1. Don’t compare your in-laws to your parents.

They are all different people, and it won’t serve you (or them) well if you constantly compare them to each other, expecting them to do the same things or react the same way to situations. Accept your in-laws for who they are and hopefully they will do likewise.

2. Talk about holidays well in advance.

Planning holidays with your family and your in-laws can be stressful, so try to settle plans as early as possible, so that your in-laws can make plans of their own.

3. Offer to help your in-laws when you can.

Be a good guest when you stay at your in-laws for the weekend or even when you come for a holiday meal. Bring a pie to Christmas, or offer to help clear the table after Thanksgiving lunch; or simply help as needs arise.

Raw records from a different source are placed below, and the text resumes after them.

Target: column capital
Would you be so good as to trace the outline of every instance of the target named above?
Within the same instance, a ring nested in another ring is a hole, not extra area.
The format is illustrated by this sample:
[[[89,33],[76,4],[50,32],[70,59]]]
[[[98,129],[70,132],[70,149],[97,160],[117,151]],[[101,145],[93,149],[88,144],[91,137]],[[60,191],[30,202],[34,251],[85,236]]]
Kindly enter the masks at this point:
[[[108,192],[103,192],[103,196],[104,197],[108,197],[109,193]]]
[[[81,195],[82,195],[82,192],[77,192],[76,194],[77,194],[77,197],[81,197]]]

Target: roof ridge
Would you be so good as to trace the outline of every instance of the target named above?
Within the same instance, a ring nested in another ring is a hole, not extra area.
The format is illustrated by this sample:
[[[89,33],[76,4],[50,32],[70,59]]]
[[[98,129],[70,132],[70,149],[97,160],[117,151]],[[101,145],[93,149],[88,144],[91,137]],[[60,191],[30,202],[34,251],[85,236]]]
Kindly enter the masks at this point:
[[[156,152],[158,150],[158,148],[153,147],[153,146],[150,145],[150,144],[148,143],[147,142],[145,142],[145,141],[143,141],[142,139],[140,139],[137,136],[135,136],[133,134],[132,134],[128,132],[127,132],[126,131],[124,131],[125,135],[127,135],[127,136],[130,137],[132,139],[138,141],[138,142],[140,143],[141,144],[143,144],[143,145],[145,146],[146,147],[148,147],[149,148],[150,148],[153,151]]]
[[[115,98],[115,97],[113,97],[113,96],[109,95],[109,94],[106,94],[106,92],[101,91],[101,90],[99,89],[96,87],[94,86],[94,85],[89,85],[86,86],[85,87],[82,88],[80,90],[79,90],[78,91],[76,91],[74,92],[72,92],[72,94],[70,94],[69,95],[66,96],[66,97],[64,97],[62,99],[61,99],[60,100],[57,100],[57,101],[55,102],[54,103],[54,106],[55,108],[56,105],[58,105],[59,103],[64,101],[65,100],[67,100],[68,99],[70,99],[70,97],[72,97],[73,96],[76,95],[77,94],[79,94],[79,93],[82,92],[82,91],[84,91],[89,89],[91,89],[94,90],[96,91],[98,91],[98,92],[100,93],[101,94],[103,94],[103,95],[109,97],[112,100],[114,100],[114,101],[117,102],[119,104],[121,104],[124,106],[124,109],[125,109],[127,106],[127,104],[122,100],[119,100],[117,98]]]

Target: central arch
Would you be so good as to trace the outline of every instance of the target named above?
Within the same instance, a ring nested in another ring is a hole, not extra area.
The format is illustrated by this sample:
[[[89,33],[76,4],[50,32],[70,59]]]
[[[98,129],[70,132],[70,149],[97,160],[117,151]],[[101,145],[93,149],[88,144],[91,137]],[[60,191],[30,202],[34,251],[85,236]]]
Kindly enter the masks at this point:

4. Give your in-laws (some) freedom to spoil your kids.

Grandparents spoil kids. It’s part of the package. Let them give your kids a toy every now and then or take them out for ice cream. As long as they don’t go overboard, your kids will be okay. If your in-laws are extreme spoilers (to the point where you don’t have room in your house for all the toys they give) then thank them for loving your kids and giving them toys and politely ask if they can keep some of the toys at their house.

5. Listen to your in-laws advice even if you don’t take it.

My mother-in-law loves to give advice to anyone and everyone. I used to take it personally when she dished out advice on child rearing and the like, but I’ve learned to listen to her and then filter it through my own experiences and thinking. Sometimes I take her advice and sometimes I don’t, but I can at least listen.

6. Don’t talk bad about your spouse to your in-laws.

Never talk badly about your spouse to your in-laws. They just aren’t the right audience and will most likely be biased towards their son. Plus, you really don’t want them in your marital business anyway.

7. Thank your in-laws for raising their son.

Of course, you should only say this if it’s the truth, not to win points, but if you have a loving spouse who treats you well and if his parents raised him to be a gentleman, then thank your mother-in-law and father-in-law for doing their best to raise a good man.